NJHA and the Health Research and Educational Trust of New Jersey are offering members a new tool to help confront the state’s opioid epidemic. A webinar May 15, from 2 p.m. to 4 p.m., will discuss Collective Medical Technologies’ PreManage ED system, a collaborative care management tool designed to help clinicians provide appropriate care for high-risk patients.
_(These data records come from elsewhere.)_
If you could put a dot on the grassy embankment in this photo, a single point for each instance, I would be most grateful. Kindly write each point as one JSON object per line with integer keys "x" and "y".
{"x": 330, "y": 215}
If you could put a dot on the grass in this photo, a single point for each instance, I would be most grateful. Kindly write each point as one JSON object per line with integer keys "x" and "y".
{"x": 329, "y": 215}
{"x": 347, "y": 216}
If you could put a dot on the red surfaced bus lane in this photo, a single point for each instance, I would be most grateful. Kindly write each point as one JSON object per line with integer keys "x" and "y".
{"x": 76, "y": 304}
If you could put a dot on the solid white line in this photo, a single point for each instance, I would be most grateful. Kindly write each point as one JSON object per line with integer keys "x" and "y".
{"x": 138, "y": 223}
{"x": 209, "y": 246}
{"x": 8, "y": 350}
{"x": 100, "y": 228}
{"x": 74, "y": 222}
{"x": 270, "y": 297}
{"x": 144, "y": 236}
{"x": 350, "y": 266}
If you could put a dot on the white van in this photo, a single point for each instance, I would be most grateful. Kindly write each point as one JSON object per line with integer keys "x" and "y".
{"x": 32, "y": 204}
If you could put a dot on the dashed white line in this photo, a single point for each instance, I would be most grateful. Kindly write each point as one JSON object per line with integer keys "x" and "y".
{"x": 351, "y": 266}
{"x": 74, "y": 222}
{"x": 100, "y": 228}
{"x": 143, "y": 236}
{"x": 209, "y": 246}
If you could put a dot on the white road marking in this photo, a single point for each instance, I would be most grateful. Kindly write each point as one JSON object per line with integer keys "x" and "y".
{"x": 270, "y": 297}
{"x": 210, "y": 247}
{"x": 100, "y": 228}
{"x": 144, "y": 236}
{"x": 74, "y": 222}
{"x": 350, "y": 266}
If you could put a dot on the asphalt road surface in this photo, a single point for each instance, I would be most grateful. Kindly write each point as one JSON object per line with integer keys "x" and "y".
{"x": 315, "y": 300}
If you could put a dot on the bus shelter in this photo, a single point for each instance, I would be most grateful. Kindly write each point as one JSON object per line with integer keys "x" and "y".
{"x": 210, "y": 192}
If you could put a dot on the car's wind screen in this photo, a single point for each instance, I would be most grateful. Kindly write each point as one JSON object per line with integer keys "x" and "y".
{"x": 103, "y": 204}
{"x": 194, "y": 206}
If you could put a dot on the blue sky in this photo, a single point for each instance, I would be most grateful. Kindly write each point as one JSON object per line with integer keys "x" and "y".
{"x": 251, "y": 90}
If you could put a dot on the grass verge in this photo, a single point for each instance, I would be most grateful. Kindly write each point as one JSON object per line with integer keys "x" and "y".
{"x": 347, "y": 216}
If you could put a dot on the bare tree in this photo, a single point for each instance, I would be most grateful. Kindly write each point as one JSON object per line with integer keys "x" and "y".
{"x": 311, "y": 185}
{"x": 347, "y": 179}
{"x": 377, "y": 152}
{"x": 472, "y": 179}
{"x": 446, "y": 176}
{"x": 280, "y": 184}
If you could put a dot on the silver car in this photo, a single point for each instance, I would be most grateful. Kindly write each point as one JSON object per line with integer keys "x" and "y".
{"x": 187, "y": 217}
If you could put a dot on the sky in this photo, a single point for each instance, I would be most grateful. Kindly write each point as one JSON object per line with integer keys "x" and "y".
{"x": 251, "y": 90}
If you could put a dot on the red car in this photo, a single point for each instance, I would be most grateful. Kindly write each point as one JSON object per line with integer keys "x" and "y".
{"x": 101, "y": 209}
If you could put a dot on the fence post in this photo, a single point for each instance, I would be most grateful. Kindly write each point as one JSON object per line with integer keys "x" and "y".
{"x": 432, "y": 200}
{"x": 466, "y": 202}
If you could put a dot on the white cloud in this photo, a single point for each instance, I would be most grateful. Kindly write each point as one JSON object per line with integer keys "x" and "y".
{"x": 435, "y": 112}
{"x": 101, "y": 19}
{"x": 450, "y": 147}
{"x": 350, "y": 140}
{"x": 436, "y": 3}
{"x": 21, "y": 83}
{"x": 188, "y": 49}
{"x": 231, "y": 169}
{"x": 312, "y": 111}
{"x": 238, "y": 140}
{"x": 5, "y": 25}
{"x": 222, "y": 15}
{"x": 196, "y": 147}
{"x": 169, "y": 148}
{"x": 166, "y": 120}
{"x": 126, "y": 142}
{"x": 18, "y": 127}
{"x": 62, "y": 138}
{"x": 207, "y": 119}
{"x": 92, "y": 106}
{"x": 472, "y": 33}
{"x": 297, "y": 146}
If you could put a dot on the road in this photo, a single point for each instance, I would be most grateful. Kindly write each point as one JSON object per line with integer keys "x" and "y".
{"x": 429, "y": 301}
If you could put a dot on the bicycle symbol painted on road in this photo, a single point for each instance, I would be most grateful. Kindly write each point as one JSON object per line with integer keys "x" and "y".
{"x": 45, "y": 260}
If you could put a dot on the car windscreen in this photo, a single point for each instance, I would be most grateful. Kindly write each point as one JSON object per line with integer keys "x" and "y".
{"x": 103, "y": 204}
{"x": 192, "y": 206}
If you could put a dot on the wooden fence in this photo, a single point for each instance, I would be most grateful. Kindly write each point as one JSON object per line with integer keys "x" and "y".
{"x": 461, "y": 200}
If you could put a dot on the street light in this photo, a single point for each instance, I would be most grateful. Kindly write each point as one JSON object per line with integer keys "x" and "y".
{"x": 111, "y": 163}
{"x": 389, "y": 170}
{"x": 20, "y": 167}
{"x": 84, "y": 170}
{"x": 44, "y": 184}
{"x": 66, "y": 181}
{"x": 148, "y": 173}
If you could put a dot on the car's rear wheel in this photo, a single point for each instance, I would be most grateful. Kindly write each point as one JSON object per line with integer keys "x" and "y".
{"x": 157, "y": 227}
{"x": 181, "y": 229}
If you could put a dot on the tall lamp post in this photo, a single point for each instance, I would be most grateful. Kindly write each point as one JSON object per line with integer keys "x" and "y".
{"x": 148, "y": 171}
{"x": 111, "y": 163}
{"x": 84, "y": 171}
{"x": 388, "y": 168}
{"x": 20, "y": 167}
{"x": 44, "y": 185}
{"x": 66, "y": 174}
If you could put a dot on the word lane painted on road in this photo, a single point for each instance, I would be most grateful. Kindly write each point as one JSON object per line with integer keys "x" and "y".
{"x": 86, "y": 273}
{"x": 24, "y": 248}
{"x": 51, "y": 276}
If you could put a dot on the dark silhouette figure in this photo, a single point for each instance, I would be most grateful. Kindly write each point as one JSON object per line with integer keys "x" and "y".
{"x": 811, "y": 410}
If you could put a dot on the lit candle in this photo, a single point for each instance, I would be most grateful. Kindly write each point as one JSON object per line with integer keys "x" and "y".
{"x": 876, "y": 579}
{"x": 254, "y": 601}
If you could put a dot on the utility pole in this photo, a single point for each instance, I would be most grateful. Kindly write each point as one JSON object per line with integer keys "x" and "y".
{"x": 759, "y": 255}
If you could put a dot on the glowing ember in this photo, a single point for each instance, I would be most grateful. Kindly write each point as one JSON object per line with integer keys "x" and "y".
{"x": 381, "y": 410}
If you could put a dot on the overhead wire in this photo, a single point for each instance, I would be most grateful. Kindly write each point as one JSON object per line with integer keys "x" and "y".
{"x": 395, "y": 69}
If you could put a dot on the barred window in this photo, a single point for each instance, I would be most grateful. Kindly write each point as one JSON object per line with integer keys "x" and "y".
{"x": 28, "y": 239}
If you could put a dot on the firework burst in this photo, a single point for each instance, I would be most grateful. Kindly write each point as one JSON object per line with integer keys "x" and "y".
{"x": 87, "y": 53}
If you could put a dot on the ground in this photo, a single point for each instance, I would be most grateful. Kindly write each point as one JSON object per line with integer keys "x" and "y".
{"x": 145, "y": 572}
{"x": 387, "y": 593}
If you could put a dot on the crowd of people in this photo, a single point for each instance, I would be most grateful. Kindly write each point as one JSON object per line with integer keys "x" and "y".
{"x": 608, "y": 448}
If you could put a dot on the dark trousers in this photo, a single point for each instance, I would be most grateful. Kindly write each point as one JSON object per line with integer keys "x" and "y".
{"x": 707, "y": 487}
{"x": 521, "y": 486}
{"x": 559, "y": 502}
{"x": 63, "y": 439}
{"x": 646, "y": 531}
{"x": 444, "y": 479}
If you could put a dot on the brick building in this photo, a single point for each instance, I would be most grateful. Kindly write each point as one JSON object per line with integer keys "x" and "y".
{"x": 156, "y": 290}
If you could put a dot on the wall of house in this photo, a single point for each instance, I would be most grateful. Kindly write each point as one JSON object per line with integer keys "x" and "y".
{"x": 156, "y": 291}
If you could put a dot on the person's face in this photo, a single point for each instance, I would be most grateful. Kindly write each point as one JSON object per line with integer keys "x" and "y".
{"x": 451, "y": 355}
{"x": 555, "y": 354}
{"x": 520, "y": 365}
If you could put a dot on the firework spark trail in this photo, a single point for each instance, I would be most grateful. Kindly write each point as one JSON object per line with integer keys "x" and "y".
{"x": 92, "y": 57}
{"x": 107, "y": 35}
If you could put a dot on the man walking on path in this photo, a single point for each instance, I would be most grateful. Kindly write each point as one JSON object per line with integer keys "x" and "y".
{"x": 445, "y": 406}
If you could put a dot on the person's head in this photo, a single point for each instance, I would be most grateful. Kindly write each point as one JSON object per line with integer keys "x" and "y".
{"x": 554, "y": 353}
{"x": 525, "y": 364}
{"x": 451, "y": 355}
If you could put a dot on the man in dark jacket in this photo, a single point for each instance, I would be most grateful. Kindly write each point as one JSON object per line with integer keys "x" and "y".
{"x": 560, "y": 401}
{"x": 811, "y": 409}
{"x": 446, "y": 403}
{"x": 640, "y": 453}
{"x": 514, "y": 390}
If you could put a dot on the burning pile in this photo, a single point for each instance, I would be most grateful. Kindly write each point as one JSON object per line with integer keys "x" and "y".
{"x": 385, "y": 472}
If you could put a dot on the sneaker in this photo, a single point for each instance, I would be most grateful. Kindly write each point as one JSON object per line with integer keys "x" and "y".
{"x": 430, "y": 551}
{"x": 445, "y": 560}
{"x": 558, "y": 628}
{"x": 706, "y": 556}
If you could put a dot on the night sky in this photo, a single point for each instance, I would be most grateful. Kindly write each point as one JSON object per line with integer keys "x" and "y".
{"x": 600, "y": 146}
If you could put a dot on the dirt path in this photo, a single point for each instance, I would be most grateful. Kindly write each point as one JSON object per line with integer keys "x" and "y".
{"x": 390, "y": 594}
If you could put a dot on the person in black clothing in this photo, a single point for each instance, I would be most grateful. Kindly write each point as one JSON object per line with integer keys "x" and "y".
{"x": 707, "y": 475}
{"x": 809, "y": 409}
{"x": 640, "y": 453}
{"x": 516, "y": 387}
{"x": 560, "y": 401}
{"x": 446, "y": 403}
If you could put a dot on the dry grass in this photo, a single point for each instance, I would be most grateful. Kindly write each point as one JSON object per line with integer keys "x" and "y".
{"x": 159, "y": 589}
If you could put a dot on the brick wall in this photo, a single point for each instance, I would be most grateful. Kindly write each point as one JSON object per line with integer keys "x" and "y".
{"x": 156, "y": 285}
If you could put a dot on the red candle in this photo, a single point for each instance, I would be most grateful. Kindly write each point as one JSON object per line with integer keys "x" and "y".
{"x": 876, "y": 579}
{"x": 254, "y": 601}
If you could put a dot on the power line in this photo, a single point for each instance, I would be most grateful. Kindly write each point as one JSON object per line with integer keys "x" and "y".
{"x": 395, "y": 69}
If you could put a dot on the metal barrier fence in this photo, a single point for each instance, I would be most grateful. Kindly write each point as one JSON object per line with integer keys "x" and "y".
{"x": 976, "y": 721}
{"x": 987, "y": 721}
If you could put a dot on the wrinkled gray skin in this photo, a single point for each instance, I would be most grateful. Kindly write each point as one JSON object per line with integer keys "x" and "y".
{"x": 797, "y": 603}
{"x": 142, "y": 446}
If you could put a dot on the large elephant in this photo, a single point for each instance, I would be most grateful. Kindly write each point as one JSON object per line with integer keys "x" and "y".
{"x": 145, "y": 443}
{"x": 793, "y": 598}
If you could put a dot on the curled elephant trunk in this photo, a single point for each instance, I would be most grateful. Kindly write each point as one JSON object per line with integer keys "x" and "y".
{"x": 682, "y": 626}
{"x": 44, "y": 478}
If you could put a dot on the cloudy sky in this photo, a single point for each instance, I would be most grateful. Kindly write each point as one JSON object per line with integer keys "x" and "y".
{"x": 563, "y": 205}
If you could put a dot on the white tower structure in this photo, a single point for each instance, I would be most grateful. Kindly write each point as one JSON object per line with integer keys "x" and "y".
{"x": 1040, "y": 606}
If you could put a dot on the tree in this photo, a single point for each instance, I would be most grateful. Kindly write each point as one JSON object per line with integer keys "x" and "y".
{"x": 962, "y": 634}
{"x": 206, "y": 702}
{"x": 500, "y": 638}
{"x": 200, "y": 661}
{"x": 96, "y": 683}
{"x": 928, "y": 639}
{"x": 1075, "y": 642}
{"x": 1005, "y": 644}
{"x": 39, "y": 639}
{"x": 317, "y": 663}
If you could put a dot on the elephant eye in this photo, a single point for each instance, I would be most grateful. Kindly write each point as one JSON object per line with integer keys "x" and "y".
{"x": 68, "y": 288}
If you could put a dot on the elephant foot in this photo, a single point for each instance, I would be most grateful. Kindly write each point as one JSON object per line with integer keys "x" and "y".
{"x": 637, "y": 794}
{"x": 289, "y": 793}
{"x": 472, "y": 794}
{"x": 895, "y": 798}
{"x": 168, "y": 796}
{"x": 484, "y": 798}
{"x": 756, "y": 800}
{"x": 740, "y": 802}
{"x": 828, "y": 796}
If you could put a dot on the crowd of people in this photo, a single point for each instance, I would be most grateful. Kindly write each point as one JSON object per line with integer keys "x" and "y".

PreManage ED, also known as EDie, designed to simplify and streamline access to patient information in the ED. The system integrates with existing clinical workflows and data sources, so the actionable patient insights are pushed to ED providers when a high-risk patient presents. By creating an alert, or nudge, for providers based on a large network of data, ED physicians can identify patients at risk for readmissions, patients who are flagged for opioid use issues and patients who can be redirected to avoid an unnecessary ED admission in the first place.
NJHA and HRET recently finalized an agreement to have HRET fund the first-year costs for members to bring EDie to their emergency departments, without impacting member dues or the budget, by dedicating a portion of HRET’s excess reserves to a public good.
Collective Medical Technologies has sold this product to state associations and hospitals across the country, including in Massachusetts, Washington, Oregon and New Hampshire. NJHA staff, along with members of the New Jersey Chapter of American College of Emergency Physicians, saw the tool in action in site visits to some hospitals already using it. NJHA’s IT team also has reviewed the technical aspects of connectivity and integrating EDie with information from the New Jersey Prescription Monitoring program.
In Washington, Collective’s first state-wide initiative, a Brookings Institution review of Medicaid patients who visited emergency rooms found that together with the Collective network and EDie product, the state saved $34 million in emergency department costs and ED visits declined 9.9 percent in its first year of use in 2013. Likewise, care teams across the state have reduced opioid prescriptions coming out of the ED by 24 percent since the program’s inception.